MADISON, Tenn.-For those involved in the ongoing rubber strikes, life is tough right now-no matter which side of the picket line you're on. For the 4,000 United Rubber Workers who've been on strike against Pirelli Armstrong Tire Corp. and Bridgestone/Firestone Inc. since mid-July, it's a matter of making ends meet. The $100-per-week strike benefit check will stop coming in a couple weeks. You watch replacement workers cross the picket line; taking your job; your livelihood. Your future is uncertain.
For the replacement and temporary workers crossing those lines, it's a matter of driving past some angry picketers, where ``scab'' is the nicest name you'll be called. Every time you go to work, you wonder if your vehicle will be the target of rocks, and every time you go home, you wonder if you'll be followed. You have your job at the expense of someone else.
The scene is Madison, Tenn., just outside Nashville, for the 4 p.m. shift change at the Pirelli Armstrong tire plant. It just as easily could be Pirelli's plant in Hanford, Calif., or BFS's plants in Illinois, Iowa, Oklahoma, Indiana or Ohio.
At least 15 police officers arrive to set up barricades so URW Local 670 members won't impede any incoming or outgoing workers or supply trucks. The picketers are friendly to police. They've gone through this same process nearly every day since the strike started July 15. The strikers, though, aren't so friendly to anyone daring to cross the line. Words, however, are the deadliest weapon hurled on this day.
Numerous security guards for the company stand poised with video cameras. They record every move by the URW members, in case evidence of unlawful acts is needed.
The URW also has someone take video of every car going in or out, presumably to check license plates.
When the day shift is ready to exit, they line their cars up in single file. Police stop traffic and let about 20 vehicles at a time leave. The whole process takes about 30 minutes.
On the URW side, Jim Vantrese stands alone, protecting an obscure entrance. He carries a sign that says, ``You are temporary. We are URW.''
Mr. Vantrese, a 10-year veteran of the plant, is one of the lucky ones. He's been able to make ends meet working a number of odd jobs, such as repairing go-carts and painting. His children are grown, and his house is almost paid for, so he's able to keep his bills down. He feels for the union members who've just bought houses and knows how they must be hurting.
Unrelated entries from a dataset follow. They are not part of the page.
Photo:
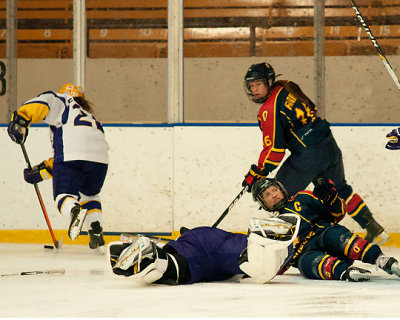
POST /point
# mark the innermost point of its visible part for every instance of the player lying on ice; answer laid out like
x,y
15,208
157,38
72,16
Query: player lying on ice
x,y
305,234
He admits to having feelings of sympathy once in a while for the replacement workers going in-seeing the abuse they take and knowing how the company will treat them. But the feeling goes away quickly. ``Anybody who takes a man's job when he's out here trying to hold his own is lowdown, and I hate them,'' Mr. Vantrese said.
He's hopeful the company won't be able to hold out, and he and the 500 others at the plant can return to their jobs. ``In my opinion, they spent enough money trying to break us to give us what we wanted for the next 10 years.''
On the Pirelli Armstrong side of the line are people like Wamon Buggs. He was once a football star at nearby Vanderbilt University, even playing a bit in the NFL with the Green Bay Packers. But after his job with the Nashville mayor's office ended in June, he found himself as a replacement worker at the plant, making $12 an hour so he could pay his bills.
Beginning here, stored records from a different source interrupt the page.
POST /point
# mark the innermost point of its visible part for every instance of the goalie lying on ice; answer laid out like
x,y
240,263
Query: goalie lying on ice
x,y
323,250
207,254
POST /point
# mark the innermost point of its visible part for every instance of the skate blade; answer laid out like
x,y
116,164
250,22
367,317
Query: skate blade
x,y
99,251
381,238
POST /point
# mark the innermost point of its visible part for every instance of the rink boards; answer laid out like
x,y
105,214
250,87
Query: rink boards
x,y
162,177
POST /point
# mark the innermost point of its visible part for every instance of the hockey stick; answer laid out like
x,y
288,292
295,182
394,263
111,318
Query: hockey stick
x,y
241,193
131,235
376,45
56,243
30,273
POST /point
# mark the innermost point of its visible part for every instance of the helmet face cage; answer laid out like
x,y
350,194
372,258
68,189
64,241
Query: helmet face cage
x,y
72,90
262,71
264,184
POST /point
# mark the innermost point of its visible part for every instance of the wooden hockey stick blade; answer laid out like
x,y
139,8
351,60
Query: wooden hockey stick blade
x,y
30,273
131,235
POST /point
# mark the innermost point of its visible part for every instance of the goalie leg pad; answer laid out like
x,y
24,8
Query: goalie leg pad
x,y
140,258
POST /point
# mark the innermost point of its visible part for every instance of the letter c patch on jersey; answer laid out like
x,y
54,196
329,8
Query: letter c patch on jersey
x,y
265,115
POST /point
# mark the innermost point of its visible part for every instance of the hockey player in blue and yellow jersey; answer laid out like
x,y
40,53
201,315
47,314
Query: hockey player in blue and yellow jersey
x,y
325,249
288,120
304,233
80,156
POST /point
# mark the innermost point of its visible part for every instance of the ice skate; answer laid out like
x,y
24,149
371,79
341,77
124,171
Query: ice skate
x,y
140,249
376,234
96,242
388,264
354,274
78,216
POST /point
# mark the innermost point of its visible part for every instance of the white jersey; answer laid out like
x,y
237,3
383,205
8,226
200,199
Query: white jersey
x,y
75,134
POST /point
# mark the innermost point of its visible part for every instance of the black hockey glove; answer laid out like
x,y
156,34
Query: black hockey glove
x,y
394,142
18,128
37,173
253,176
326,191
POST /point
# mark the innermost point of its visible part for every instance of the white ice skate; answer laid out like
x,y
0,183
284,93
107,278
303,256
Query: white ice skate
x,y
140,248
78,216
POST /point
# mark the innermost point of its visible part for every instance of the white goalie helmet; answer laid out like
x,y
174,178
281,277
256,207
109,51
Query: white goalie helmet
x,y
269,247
Mr. Buggs, though, was awakened the morning of Oct. 31 when a firebomb was set off at his home.
That side of the line also has the mother of a 3-year-old who took a job at the plant because she badly needed money. On Nov. 9, someone set fire to her car.
Police have made no arrests in these incidents, but are investigating possible tie-ins to the strike-a charge union members strongly deny.
But while these and other incidents have the replacement workers worried, they also are progressing nicely in their jobs and in general have a positive outlook, a company spokesman said.